Mortgage-Pre-Approval-LetterGiving a Pre-Approval Letter to a Real Estate Agent

While many experienced real estate agents in Cape Cod have a general understanding of the mortgage approval process, there are a few important details that frequently get overlooked which may cause a purchase to be delayed or denied.

With today’s volatile lending environment, it’s smart to meet with an approved Massachusetts mortgage professional to fully discus your lending scenario prior to investing much time previewing available listings with a local real estate agent in Cape Cod.

Why A Pre-Approval Letter Is Necessary

There are many reasons buyers needing mortgage financing should consider speaking with a mortgage professional prior to placing an offer on a new property. The most obvious reason is because most sellers prefer to negotiate with pre-approved homebuyers due to the fact that they are perceived as shoppers who are financially qualified with funds available if they choose to close the transaction.

However, for the benefit of the borrower, knowing exactly what you may qualify for will give you an opportunity to budget accordingly.
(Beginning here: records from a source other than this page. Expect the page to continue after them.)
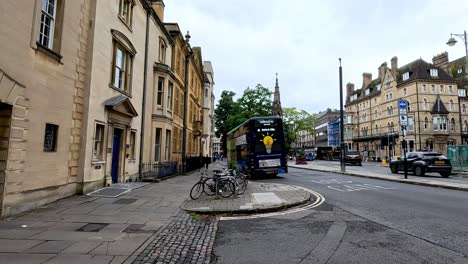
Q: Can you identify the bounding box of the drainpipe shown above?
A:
[416,82,422,151]
[182,38,192,173]
[138,10,150,179]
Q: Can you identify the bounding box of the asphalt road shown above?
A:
[213,169,468,263]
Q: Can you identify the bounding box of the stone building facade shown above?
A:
[0,0,214,216]
[0,0,92,216]
[201,61,215,157]
[345,57,462,160]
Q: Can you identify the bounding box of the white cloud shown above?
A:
[165,0,468,112]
Meeting with the bank up front will help uncover any potential challenges to the loan financing process which may take time to sort through and fix.
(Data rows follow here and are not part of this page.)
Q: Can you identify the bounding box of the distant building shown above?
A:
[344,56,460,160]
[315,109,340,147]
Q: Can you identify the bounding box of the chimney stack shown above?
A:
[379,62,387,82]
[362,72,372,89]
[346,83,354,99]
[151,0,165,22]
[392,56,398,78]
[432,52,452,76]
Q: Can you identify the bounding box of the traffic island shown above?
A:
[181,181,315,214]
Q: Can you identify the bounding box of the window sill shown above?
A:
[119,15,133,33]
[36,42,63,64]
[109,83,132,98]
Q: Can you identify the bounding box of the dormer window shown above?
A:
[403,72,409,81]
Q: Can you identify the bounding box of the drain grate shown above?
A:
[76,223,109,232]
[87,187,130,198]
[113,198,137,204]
Besides the basic peace-of-mind for the agents, borrowers and sellers, there are many other details that the pre-approval process with help identify so that your agent knows exactly what type of purchase offer to write when you find that home to buy.

Here are a few of the details your real estate agent should pay attention to:

Property Type –

High-Rise, Condo, Town House, Single Family Residence, Dome Home or Shoe House… all have specific lending guidelines that can influence down payment, credit score and mortgage insurance requirements.

Residence Type –

Need to sell one home before moving into another? Is a property considered a second home if it’s in the same city? What if I’m buying a home for my children to live in, it is still considered an investment property?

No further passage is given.